Tal•mud documents that becoming a geir to•shâv enables the non-Jew to be counted within Israel, though it isn't the same as converting and the geir ISN'T a Jew (for which conversion is required.)

The Nᵊtzâr•im neither require, nor perform, conversions. Conversion is left entirely to Orthodox rabbis.

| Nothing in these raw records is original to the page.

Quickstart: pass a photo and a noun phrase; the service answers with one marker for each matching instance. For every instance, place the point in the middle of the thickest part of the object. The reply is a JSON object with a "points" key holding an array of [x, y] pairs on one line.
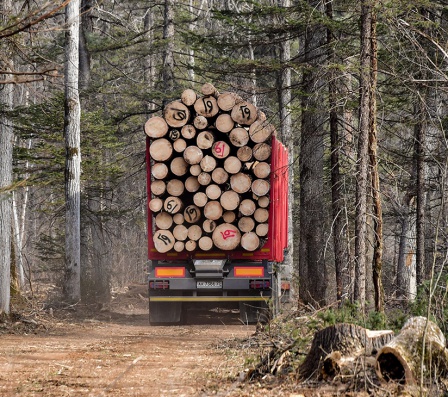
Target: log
{"points": [[250, 241], [262, 151], [260, 187], [261, 131], [194, 232], [192, 214], [163, 220], [188, 97], [244, 153], [247, 207], [200, 122], [239, 137], [220, 149], [191, 245], [206, 106], [174, 135], [172, 205], [220, 176], [209, 225], [246, 224], [180, 232], [156, 127], [346, 339], [200, 199], [232, 164], [226, 237], [213, 210], [262, 229], [178, 218], [263, 202], [229, 216], [204, 178], [159, 170], [224, 123], [227, 100], [193, 155], [213, 192], [191, 184], [176, 114], [178, 166], [175, 187], [208, 163], [261, 215], [158, 187], [179, 246], [262, 170], [195, 169], [400, 360], [205, 243], [188, 131], [163, 241], [230, 200], [244, 113], [208, 89], [240, 182], [205, 140], [160, 149], [155, 205]]}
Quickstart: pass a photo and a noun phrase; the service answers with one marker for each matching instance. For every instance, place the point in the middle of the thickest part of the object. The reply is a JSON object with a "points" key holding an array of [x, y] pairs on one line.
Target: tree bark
{"points": [[72, 290]]}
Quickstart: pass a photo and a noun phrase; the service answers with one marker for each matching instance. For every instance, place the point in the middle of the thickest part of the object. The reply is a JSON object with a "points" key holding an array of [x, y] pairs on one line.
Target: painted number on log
{"points": [[228, 234], [245, 112]]}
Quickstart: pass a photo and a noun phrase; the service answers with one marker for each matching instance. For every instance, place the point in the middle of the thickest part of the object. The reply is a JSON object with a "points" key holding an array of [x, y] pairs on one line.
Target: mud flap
{"points": [[165, 313]]}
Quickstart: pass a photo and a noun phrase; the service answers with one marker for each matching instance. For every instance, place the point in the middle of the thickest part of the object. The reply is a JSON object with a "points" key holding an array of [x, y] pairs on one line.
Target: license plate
{"points": [[209, 284]]}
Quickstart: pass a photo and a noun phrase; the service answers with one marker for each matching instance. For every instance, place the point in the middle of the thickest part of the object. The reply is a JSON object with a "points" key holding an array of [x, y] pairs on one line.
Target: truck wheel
{"points": [[164, 313], [254, 312]]}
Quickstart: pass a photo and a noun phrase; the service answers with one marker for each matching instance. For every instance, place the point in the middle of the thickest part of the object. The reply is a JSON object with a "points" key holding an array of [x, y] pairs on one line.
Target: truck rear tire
{"points": [[164, 313]]}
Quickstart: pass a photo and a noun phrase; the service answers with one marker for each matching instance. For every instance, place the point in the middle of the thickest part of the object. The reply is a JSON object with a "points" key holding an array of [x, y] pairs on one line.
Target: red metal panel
{"points": [[276, 242]]}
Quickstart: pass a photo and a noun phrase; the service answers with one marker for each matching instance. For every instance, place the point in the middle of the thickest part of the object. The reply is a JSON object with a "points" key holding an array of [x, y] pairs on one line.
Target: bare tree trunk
{"points": [[168, 56], [363, 156], [6, 173], [312, 270], [72, 106]]}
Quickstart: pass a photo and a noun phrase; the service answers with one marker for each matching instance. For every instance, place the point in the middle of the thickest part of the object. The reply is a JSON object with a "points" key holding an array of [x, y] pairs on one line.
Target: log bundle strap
{"points": [[210, 170]]}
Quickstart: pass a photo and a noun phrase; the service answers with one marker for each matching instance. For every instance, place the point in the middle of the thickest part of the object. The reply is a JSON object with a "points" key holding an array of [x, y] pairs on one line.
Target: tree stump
{"points": [[400, 360]]}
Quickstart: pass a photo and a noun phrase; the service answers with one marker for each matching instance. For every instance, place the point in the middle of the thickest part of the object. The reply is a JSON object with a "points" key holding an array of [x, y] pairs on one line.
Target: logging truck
{"points": [[217, 182]]}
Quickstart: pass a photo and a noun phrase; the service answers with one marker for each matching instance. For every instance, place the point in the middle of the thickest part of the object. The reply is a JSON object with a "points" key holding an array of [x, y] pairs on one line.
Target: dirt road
{"points": [[123, 356]]}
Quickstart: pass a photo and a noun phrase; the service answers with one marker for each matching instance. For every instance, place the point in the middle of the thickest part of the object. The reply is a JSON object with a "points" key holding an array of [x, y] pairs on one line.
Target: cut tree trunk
{"points": [[239, 137], [161, 149], [260, 131], [337, 341], [226, 237], [179, 166], [156, 127], [402, 358], [230, 200], [224, 123], [205, 140], [213, 210], [176, 114], [173, 205], [163, 241]]}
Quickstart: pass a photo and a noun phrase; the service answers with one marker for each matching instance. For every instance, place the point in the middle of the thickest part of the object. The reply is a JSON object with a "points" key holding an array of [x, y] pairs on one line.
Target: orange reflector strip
{"points": [[240, 271], [170, 272]]}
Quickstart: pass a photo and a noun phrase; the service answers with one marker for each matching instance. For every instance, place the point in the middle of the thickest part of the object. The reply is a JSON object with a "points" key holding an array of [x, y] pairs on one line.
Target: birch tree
{"points": [[72, 108]]}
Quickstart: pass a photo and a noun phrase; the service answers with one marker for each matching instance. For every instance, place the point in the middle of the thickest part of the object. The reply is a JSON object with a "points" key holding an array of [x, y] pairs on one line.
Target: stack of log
{"points": [[210, 166]]}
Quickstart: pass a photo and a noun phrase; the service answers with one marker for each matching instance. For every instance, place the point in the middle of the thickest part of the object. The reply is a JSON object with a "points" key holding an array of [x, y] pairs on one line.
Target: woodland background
{"points": [[357, 91]]}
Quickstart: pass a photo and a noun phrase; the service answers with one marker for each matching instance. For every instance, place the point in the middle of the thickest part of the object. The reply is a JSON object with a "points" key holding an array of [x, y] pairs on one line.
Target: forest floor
{"points": [[113, 351]]}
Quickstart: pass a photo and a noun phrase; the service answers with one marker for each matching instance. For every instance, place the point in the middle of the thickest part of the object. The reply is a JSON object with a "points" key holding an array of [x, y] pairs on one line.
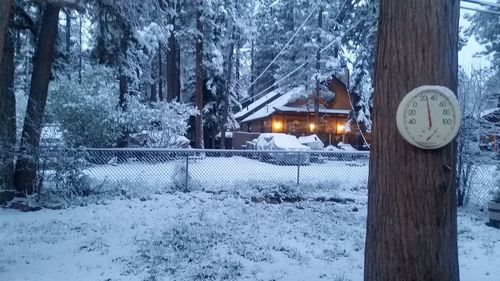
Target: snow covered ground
{"points": [[234, 233]]}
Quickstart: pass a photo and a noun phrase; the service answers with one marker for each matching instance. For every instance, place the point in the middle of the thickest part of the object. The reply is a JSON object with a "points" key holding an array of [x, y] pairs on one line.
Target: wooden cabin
{"points": [[292, 112]]}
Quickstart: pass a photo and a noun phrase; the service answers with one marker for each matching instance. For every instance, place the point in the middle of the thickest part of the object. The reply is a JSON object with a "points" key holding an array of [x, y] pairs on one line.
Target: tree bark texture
{"points": [[160, 73], [411, 226], [67, 14], [318, 68], [7, 115], [5, 12], [198, 132], [173, 81], [27, 162], [226, 99]]}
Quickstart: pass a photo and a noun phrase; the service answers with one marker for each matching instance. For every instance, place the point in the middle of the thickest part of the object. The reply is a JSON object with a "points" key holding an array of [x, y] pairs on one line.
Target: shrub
{"points": [[89, 115]]}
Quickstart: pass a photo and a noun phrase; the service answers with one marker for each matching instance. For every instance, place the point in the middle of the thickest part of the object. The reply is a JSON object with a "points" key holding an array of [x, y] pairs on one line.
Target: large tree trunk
{"points": [[412, 227], [80, 55], [7, 115], [27, 162], [160, 73], [318, 68], [172, 65], [252, 69], [226, 100], [5, 12], [69, 69], [198, 130]]}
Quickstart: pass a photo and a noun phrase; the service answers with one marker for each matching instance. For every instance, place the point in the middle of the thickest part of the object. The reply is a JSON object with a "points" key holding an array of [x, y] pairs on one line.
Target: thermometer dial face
{"points": [[429, 117]]}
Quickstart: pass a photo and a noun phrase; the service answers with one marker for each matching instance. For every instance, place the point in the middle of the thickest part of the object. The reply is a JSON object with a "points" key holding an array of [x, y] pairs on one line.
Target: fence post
{"points": [[298, 168], [187, 170]]}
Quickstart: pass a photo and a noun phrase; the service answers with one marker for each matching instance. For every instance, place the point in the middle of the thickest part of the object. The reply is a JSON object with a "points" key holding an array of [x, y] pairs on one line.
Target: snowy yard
{"points": [[235, 233]]}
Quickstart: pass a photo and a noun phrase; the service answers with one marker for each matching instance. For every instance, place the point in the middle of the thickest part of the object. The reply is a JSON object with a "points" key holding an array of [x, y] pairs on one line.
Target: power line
{"points": [[481, 10], [261, 93], [287, 44], [483, 3]]}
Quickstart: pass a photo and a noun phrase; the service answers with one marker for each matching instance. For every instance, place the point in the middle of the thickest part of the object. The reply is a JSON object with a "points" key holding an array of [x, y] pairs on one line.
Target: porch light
{"points": [[340, 128], [278, 125]]}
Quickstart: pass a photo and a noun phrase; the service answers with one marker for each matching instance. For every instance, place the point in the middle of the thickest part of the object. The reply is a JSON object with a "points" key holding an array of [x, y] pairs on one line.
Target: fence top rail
{"points": [[215, 151]]}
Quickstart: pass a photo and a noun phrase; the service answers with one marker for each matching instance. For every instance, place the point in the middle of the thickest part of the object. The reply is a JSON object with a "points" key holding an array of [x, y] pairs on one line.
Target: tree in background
{"points": [[7, 99], [484, 27], [476, 96], [412, 215]]}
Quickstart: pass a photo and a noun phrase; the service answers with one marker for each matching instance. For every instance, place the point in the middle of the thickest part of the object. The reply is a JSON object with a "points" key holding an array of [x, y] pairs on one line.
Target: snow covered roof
{"points": [[280, 105], [256, 104]]}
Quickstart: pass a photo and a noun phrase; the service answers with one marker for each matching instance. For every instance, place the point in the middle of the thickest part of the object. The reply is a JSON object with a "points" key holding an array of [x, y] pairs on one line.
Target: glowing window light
{"points": [[340, 128], [278, 125]]}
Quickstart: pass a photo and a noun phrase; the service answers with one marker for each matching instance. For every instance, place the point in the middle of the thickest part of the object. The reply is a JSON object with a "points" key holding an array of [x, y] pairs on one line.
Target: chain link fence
{"points": [[159, 170]]}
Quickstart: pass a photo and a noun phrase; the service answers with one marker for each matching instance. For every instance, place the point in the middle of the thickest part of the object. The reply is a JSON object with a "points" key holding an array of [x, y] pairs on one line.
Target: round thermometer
{"points": [[429, 117]]}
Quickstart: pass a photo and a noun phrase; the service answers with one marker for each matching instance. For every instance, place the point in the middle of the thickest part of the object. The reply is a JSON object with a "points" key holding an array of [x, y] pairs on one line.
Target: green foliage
{"points": [[89, 114]]}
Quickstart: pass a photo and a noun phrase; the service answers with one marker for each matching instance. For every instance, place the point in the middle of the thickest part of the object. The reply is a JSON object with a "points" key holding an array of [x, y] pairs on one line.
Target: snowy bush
{"points": [[188, 251], [89, 114], [62, 171], [179, 178], [496, 193]]}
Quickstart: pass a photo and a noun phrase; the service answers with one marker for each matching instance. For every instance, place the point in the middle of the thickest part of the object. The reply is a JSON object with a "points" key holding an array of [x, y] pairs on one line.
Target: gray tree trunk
{"points": [[412, 215], [27, 162], [7, 115], [318, 67], [5, 12], [198, 132], [226, 100]]}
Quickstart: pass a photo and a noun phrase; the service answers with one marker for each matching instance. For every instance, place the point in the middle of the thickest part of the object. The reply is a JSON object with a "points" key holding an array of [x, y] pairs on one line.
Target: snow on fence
{"points": [[157, 170]]}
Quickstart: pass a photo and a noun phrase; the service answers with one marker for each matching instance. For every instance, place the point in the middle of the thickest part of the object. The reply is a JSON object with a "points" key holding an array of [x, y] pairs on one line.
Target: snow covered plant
{"points": [[496, 196], [496, 193], [89, 114]]}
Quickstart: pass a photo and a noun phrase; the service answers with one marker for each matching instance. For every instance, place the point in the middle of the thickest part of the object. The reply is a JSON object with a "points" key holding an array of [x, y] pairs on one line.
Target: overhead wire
{"points": [[480, 10], [287, 44], [263, 92], [483, 3]]}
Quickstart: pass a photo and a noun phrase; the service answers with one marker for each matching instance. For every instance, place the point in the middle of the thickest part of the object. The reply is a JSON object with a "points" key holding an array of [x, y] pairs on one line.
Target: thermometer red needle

In the time of the Beit-ha-Mi•qᵊdâsh ha-Shein•i, most geir•im converted, which is why the term geir eventually blurred with "convert." However, when the geir converts, Orthodox Ha•lâkh•âh then recognizes him or her as a Jew(ess). The Jew(ess)—whom Orthodox Ha•lâkh•âh prohibits from even being reminded of their non-Jewish past—is then no longer a geir(âh).

Geir Tzëdëq

There were also many geir•im who never converted, either because they feared circumcision or because they were married to a non-Jew who didn't want to convert (and for whom conversion was prohibited because it would have created a prohibited intermarriage).

Upon becoming conversant with, and observant of, all of the Mitz•wot of Tor•âh like a Jew, the geir to•shâv who didn't convert was then instead recognized as a geir tzëdëq (who was still not a Jew). Except for a short-list of explicit exceptions for non-Jews, the geir tzëdëq's practice of Tor•âh is identical to that of the Jew's practice. With the exceptions of the aforementioned short-list, when the geir tzëdëq interfaces in the Orthodox Jewish community, his or her practice must be identical (or corrected to become identical) to that of Orthodox Tei•mân•im and Nᵊtzâr•im Jews. (These sometimes differ from Ash•kᵊnazim Jews.)

Therefore, it is inaccurate to confuse the geir, an unconverted non-Jew, with the (converted – no longer a convert) Jew. A geir to•shâv is a non-Jew novitiate, who has come before a legitimate Beit Din (i.e. in the legitimate Jewish community, as opposed to a phony 'beit din' of Christian Jews and Christian (Hellenist) pseudo-Judaism, recognized by no one in the legitimate Jewish community) and been recognized as a non-Jew, with probationary status in the Jewish community, committed to learning Tor•âh and keeping it non-selectively (see Shᵊma), step-by-step as they learn.

Being non-Jews, geir•im are not permitted to intermarry with Jews.

It is essential to understand that the status of geir to•shâv is both provisional and temporary. One cannot remain a geir to•shâv.

The status of geir to•shâv is designed to enable the non-Jew to learn Tor•âh and become Tor•âh-observant within a reasonable period of time. If the geir to•shâv doesn't progress to full and non-selective observance of the 613 Mitz•wot his or her status as geir to•shâv must be terminated.

Cf. also The Nᵊtzârim Reconstruction of Hebrew Matitᵊyâhu (NHM, in English) note 23.15.2.

Relation to Laws of Conversion

"The procedure, established by the Tanâ•im, according to which a non-Jew may be accepted into the Jewish faith, was elucidated as follows [restoring the Hebrew]:

"In our days, when a [geir] comes to be converted, we say to him: 'What is your objective? Is it not known to you that today the people of Israel are wretched, driven about, exiled, and in constant suffering?' If he says: 'I know of this and I do not have the merit,' we accept him immediately and we inform him of some of the lighter precepts and of some of the severer ones … we inform him of the chastisements for the transgression of these precepts … we should not overburden him nor be meticulous with him…" (Ma•sëkët Yᵊvâm•ot 47a …)."

"This text refers to a person who converted through conviction… The acceptance of a [geir] "under the Wings of the [Shᵊkhin•âh]" is equivalent to Israel's entry into the [bᵊrit], i.e., with circumcision, immersion, and offering a sacrifice… R. Yokhanan ben-Zaqai instituted that in those times when sacrifice was no longer possible, a [geir] was not obliged to set aside money for the sacrifice (Ma•sëkët Kᵊrit•ot 9a) Therefore, only circumcision and immersion remained…"

The act of conversion must take place before a Beit Din, consisting of three members… (Ma•sëkët Yᵊvâm•ot 46b-47a)." ("Proselytes," EJ, 13:1183)

Subsequently, only one Tor•âh applied to the Jew, whether "born Jew" or "Jew by choice" – Shᵊm•ot 12.49. Even mention of a Jew's conversion was prohibited by Ha•lâkh•âh.